CAVE (the Festival of Cinematic Audio Visual
Experimentation) is now officially annual, and once again taking us to a place
of light and sound on some of the coldest winter days. You enter CAVE 2 at the
Bryant Lake Bowl past all the crashing of bowling balls on pins around the
corner of the kitchen and that strange box office inserted in a cubby that
could have once held a phone booth and grab the luscious printed program in
black and blue with a brown paper insert of Andy Sturdevant words about other
equally cold nights when people gathered to watch movies together in town and
found warmth and inspiration, wonder and community.

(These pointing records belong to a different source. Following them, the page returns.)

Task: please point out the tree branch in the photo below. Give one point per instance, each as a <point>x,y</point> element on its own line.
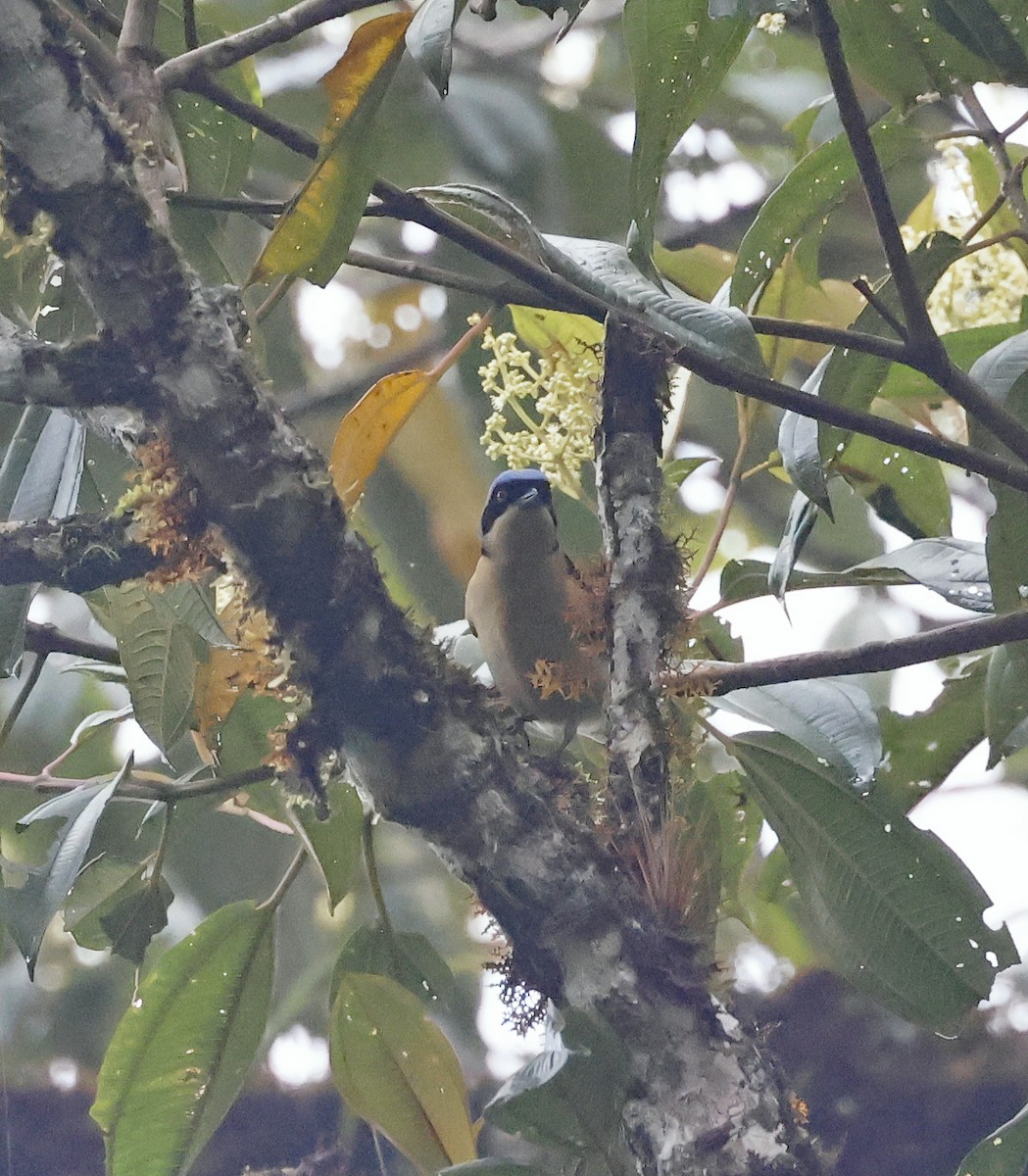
<point>283,26</point>
<point>559,292</point>
<point>413,729</point>
<point>76,554</point>
<point>88,374</point>
<point>923,339</point>
<point>645,570</point>
<point>48,639</point>
<point>870,173</point>
<point>875,657</point>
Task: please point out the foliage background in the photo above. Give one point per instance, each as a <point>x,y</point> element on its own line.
<point>554,145</point>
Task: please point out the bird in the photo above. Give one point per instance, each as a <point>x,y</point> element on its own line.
<point>522,603</point>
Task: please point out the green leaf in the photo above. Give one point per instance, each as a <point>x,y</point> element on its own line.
<point>799,523</point>
<point>954,568</point>
<point>313,235</point>
<point>905,489</point>
<point>39,479</point>
<point>898,911</point>
<point>750,579</point>
<point>1003,374</point>
<point>570,1095</point>
<point>679,57</point>
<point>977,24</point>
<point>833,718</point>
<point>118,906</point>
<point>395,1069</point>
<point>242,739</point>
<point>28,910</point>
<point>854,379</point>
<point>803,203</point>
<point>334,844</point>
<point>429,40</point>
<point>192,605</point>
<point>607,271</point>
<point>407,957</point>
<point>217,146</point>
<point>181,1052</point>
<point>718,805</point>
<point>963,347</point>
<point>1004,1152</point>
<point>1006,701</point>
<point>159,656</point>
<point>923,748</point>
<point>906,50</point>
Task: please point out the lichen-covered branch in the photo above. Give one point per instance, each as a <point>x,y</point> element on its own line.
<point>81,375</point>
<point>77,554</point>
<point>644,568</point>
<point>413,729</point>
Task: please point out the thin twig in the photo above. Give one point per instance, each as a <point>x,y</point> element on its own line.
<point>141,788</point>
<point>371,870</point>
<point>871,176</point>
<point>504,293</point>
<point>1009,175</point>
<point>24,694</point>
<point>291,875</point>
<point>48,639</point>
<point>262,209</point>
<point>136,28</point>
<point>999,239</point>
<point>99,16</point>
<point>189,33</point>
<point>875,657</point>
<point>564,294</point>
<point>863,287</point>
<point>227,51</point>
<point>1014,126</point>
<point>291,136</point>
<point>100,60</point>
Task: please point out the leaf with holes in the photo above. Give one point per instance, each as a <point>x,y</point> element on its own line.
<point>801,204</point>
<point>395,1069</point>
<point>181,1052</point>
<point>897,910</point>
<point>28,910</point>
<point>679,58</point>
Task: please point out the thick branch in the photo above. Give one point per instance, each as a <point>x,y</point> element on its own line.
<point>79,375</point>
<point>413,729</point>
<point>645,570</point>
<point>875,657</point>
<point>77,554</point>
<point>871,175</point>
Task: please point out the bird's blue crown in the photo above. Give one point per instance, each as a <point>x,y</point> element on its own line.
<point>512,487</point>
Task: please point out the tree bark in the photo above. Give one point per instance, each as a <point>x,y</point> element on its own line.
<point>412,728</point>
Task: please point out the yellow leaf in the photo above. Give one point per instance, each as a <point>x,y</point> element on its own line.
<point>369,426</point>
<point>547,329</point>
<point>397,1070</point>
<point>312,236</point>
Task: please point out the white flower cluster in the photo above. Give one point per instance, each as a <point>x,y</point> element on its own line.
<point>544,412</point>
<point>987,286</point>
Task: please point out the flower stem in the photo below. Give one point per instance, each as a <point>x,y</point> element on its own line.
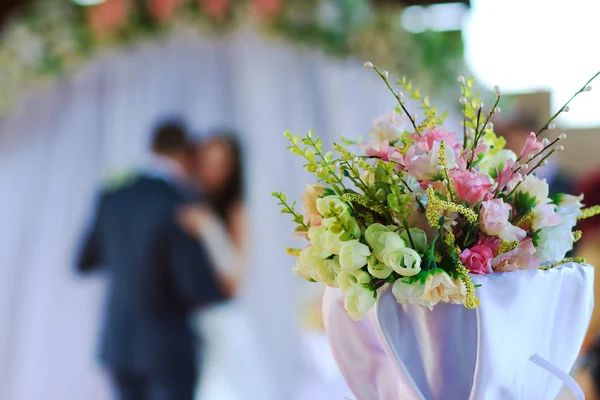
<point>545,127</point>
<point>398,98</point>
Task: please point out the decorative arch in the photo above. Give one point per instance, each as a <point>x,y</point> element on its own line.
<point>46,39</point>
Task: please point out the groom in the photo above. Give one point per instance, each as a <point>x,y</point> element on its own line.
<point>158,275</point>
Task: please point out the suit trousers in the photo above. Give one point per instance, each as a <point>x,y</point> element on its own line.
<point>130,386</point>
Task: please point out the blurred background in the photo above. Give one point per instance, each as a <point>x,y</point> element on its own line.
<point>84,83</point>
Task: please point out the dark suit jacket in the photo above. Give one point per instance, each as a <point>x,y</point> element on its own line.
<point>158,274</point>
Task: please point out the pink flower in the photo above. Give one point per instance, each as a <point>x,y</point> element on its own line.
<point>108,15</point>
<point>507,174</point>
<point>493,221</point>
<point>215,8</point>
<point>531,146</point>
<point>544,215</point>
<point>470,186</point>
<point>162,10</point>
<point>386,153</point>
<point>519,258</point>
<point>478,259</point>
<point>433,135</point>
<point>424,167</point>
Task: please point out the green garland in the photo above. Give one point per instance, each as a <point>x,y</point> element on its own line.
<point>51,38</point>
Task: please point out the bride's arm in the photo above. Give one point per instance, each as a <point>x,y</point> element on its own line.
<point>213,235</point>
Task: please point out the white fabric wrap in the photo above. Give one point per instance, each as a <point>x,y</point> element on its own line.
<point>527,332</point>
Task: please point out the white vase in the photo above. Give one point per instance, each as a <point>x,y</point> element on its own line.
<point>409,352</point>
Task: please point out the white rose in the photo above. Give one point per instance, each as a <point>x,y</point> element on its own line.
<point>409,293</point>
<point>377,268</point>
<point>327,271</point>
<point>327,204</point>
<point>569,214</point>
<point>309,203</point>
<point>552,243</point>
<point>354,255</point>
<point>569,209</point>
<point>316,236</point>
<point>439,287</point>
<point>348,279</point>
<point>492,164</point>
<point>372,234</point>
<point>535,187</point>
<point>387,242</point>
<point>359,299</point>
<point>332,242</point>
<point>404,261</point>
<point>387,127</point>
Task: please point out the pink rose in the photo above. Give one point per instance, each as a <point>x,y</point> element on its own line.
<point>519,258</point>
<point>162,10</point>
<point>426,141</point>
<point>470,186</point>
<point>108,15</point>
<point>507,174</point>
<point>532,146</point>
<point>493,221</point>
<point>478,259</point>
<point>215,8</point>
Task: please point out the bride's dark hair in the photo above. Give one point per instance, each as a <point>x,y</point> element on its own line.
<point>232,190</point>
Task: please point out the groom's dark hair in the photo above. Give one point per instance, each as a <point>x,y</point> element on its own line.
<point>170,137</point>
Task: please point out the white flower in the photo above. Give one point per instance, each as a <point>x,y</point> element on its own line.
<point>378,269</point>
<point>372,234</point>
<point>404,261</point>
<point>326,205</point>
<point>327,271</point>
<point>535,187</point>
<point>359,299</point>
<point>316,236</point>
<point>494,162</point>
<point>552,243</point>
<point>439,287</point>
<point>409,293</point>
<point>332,242</point>
<point>308,261</point>
<point>354,255</point>
<point>425,166</point>
<point>309,203</point>
<point>387,127</point>
<point>569,209</point>
<point>348,279</point>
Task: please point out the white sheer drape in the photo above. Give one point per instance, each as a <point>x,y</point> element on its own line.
<point>57,146</point>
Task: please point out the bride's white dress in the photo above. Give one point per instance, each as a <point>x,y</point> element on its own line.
<point>231,368</point>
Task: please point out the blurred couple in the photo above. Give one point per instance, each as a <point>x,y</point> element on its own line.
<point>171,237</point>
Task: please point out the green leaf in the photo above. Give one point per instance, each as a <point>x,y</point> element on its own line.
<point>524,202</point>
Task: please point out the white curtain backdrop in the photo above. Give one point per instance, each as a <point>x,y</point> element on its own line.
<point>57,147</point>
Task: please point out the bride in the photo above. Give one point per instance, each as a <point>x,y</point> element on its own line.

The 7 pm Friday show featured local work, mostly videos that
featured images and sounds of nature, of water and waves and physically
improbable human shadows in Julie Kouneski's Shapeshifter,
of the interplay of water and rock with fingers and insects as landscape in
Jonathan Kaiser's Canyons, with water
and ice holding and releasing in Jason Cole's Same Bare Place and Kate Casanova's Slow Black Glow. Trevor Adams' Rumors
of Train Barn broke the nature line with his images of night and
people-rich places filled with ghosts etched and painted over and behind the
lights and shadows of somewhere somewhat familiar but also maybe not. There
were also a couple short videos by me.
For the 9 pm slot, both the cinema and the audience
expanded, with people sitting on the walls and standing by the door and John
Marks starting things out with his great wall of 16mm projectors to show Spirit Leveling, a four movement sonata
for trees, water, water lilies, sun and sound. The sound was created on the
spot with his analogue synthesizer, which he operated while turning projectors
on and off. At one point the side by side sun was two eyes reflected in water
looking back at us. The piece ended with one joyous sun reflection circling and
sketching delirious commas on gently lapping water.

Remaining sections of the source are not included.